AuthorCardwell, Justin Nathaniel
MetadataShow full item record
PublisherThe University of Arizona.
RightsCopyright © is held by the author. Digital access to this material is made possible by the University Libraries, University of Arizona. Further transmission, reproduction or presentation (such as public display or performance) of protected items is prohibited except with permission of the author.

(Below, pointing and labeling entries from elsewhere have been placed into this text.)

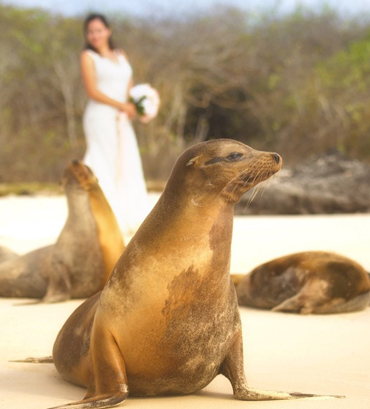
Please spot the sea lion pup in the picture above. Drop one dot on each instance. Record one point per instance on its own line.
(167, 321)
(315, 282)
(7, 254)
(79, 263)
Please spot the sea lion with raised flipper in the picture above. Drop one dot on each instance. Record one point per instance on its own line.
(311, 282)
(78, 264)
(167, 321)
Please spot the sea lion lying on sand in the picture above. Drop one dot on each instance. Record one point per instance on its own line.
(79, 263)
(167, 321)
(316, 282)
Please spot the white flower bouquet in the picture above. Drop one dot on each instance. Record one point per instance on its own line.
(146, 100)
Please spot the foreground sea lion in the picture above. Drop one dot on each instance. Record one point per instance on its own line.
(167, 321)
(79, 263)
(315, 282)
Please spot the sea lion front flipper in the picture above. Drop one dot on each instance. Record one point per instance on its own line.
(108, 382)
(232, 368)
(297, 303)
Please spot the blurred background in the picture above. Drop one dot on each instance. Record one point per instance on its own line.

AbstractBolivia, located in the west-central part of South America, has extracted only a small amount of its total economic mineral potential, making it an ideal place for economic opportunity. The Bolivian Tin Belt, for example, contains some of the world’s largest Sn/Ag porphyry granite systems in the world. Sinchi Wayra, S. A., Emicruz LTD, Comsur, Zonge, Engineering and Sander Geophysics LTD provided LandsatTM, geochemical and geophysical data in hopes of determining phase I locations for potential economic mineral extraction. This work is the initial stage of more desktop studies and field work. Unreliability in ratioing of the LandsatTM images reduced the number of indices that could be created. Layer stacking of LandsatTM images from the Potosi region (in the red, green and blue of clay, ferrous minerals and iron oxides respectively) revealed a few areas of high iron content (moderate adjacent clay minerals) that deserved further attention. Only a few ratio images coincided with areas of sufficient rock chip sampling. However, in all cases, the ratio images matched the described alteration (from rock chip sampling). Geochemical data revealed two locations of economic mineralization and fourteen other locations with enough potential for further study. Most of the areas of mineral potential are located within or adjacent to the Bolivian Tin Belt, in the central and southern portions of the Eastern Cordillera, and show anomalous values of As, Bi, Sb, Ag, Sn, Pb, Zn, W, Cu and/or Au. The majority of these mineral occurrences are epithermal polymetallic vein deposits related to felsic or intermediate porphyrytic/equigranular intrusions. Radiometric data revealed at least one major site of interest with elevated U and Th values near the Boliva-Brazil border. Several other anomalies (based on airborne magnetics) revealed strong dipoles in eastern Potosi and in southeastern Bolivia.